Yazar İkram İşler, 13 Temmuz 1930 yılında Zilan Deresi’nde Türk devleti tarafından kurşuna dizilerek katledilen 15 bin kişinin hikayesini romanlaştırdı. Sitav Yayınevinde ‘Zilan’ Adlı romanını yayınlayan yazar İşler, Zilan Katliamı’nın son tanıklarıyla konuştu. Birbirinden ilginç, trajik Kürt hikayelerini gün yüzüne çıkardı. Sözü İşler’e bırakıyoruz.
Gençlik yıllarımda bizim köyde Hacı Haydar adında bir yaşlının belinde süngü izi olduğunu duymuştum. Üniversite yıllarında bu süngü hikayesini konuştuk. Hacı Haydar’ın hikayesinden başlayarak Zilan Deresi’ndeki katliamı görgü tanıkları ile yaptığım röportajlarla yazmaya başladım.
Trajik olaylar ile yüz yüze kalan tanıklardan biri de Hacı Haydar’dı. Katliam sırasında Hacı Haydar daha bebek. Etrafındaki herkes öldürülüyor. Açıkınca ağlamaya başlıyor. O sırada askerlerden biri sırtına süngü saplayarak süngünün ucunda havaya kaldırarak fırlatıyor. Haydar bebeğin annesi de silah dipçiği ile ağzındaki tüm dişleri kırılıyor. Öldü diye bıraktıkları kadın daha sonra sağ kurtulup bebeğini alarak Ermeni asıllı birinin yardımı ile kurtuluyor.

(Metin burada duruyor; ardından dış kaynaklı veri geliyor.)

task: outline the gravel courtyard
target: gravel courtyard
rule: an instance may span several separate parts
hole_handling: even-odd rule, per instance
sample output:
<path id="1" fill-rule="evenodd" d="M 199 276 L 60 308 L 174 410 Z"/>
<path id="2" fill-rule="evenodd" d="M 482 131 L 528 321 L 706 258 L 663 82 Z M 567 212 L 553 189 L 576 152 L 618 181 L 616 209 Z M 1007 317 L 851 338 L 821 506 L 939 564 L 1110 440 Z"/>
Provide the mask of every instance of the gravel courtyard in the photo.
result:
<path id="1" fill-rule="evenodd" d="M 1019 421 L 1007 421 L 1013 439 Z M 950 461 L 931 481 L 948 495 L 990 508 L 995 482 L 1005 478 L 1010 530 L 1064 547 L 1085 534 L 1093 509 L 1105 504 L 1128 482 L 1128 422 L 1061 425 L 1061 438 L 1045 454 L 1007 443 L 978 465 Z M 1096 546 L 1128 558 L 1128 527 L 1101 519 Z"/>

Daha sonra Haci Haydar’ın gösterdiği iki görgü tanığı ile görüştüm. Ape Nadir adında bir yaşlının anlatımlarında ise amcasının kızı Dilber ile birlikte katliamdan kaçarken bombardıman sırasında önüne kesilmiş bir kafa düşüyor. Apê Nadir’e gelen kurşunlar Dilber’e isabet ediyor. O sırada kendi kuzenin öldüğünü görüyor.
Çıldıranlar…
Delalo adında akli dengesini yitirmiş bir kadın var, çocukken neden bu kadına Delalo deniliyor diye hep merak ederdik. Biz ise Halim Hoca ölmüş, bir kalıp sabun çalmış diye Delalo’yu kızdırırdık. Halim Hoca Delalo’ya kol kanat gelmiş, kızı olarak onu kabul etmiş. Delalo’nun hikayesi çok hazin. Geliyê Zilan’da uzun süre cesetlerin adlında kalmasından dolayı akli dengesini yitirmiş.

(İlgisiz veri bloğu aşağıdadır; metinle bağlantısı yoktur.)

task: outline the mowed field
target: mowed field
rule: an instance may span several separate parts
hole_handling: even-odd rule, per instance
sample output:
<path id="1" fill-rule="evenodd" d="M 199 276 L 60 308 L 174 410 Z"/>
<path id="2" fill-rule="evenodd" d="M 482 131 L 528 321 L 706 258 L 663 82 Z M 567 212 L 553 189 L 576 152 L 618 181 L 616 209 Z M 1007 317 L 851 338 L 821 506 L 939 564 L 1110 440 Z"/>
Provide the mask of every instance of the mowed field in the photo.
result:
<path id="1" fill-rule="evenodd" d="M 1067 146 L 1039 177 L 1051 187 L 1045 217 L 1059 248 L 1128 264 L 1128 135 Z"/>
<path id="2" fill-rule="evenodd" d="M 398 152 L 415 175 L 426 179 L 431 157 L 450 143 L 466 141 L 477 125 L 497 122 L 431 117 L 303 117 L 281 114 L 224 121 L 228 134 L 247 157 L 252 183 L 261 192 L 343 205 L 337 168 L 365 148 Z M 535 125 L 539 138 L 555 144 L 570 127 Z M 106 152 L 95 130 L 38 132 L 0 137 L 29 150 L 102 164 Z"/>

Delalo çok hassas bir kız, Zilan Deresi de ormanlık bir yer olduğu için ayılar ve kurtlar bulunuyor. Delalo ve ailesi gözü önünde katledildiği derede kurtuluyor kurtulmasına ama kurt ulumalarını duyuyor. Yırtıcı hayvanlar, etrafında binlerce insan var, karanlıkta silahlı insanları görüyor. Karanlığa kaçarken ağlama yerine artık kahkaha atmaya başlıyor.

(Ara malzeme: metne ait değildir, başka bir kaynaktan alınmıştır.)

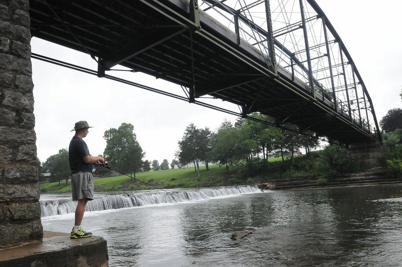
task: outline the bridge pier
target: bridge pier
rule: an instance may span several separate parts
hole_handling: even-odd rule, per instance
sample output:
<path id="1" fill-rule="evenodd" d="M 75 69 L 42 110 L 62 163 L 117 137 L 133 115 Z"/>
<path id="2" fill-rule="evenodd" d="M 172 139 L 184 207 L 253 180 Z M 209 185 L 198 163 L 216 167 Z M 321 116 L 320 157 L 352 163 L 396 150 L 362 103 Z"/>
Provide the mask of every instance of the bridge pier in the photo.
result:
<path id="1" fill-rule="evenodd" d="M 380 166 L 378 159 L 386 151 L 386 146 L 378 142 L 363 142 L 347 146 L 346 153 L 350 158 L 356 160 L 361 168 Z"/>
<path id="2" fill-rule="evenodd" d="M 43 236 L 29 5 L 30 0 L 0 3 L 0 265 L 107 266 L 101 237 Z"/>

Romanımda da yazmışım, deliren ve çıldıran bir sürü insan var. Katliam sırasında cesetlerin altında kalarak sağ kurtulup dağlara sığınan çocukların avlanması söz konusu idi. Avcılar ve Atıcılar Derneği’nde üye olanların hepsinin tazıları var, devlet bunları alıp görevlendiriyor. Diyor; gelin ormana kaçan bu insanları avlayın. Birçok çocuk bu şekilde öldürülüyor. Öldürmekten kurtulan çocuklardan biri bana bunları anlattı. İsmi de Heci Tahir, gözü önünde iki kişi çalılıkların arasından kaçarak öldürüldüğüne tanıklık ediyor.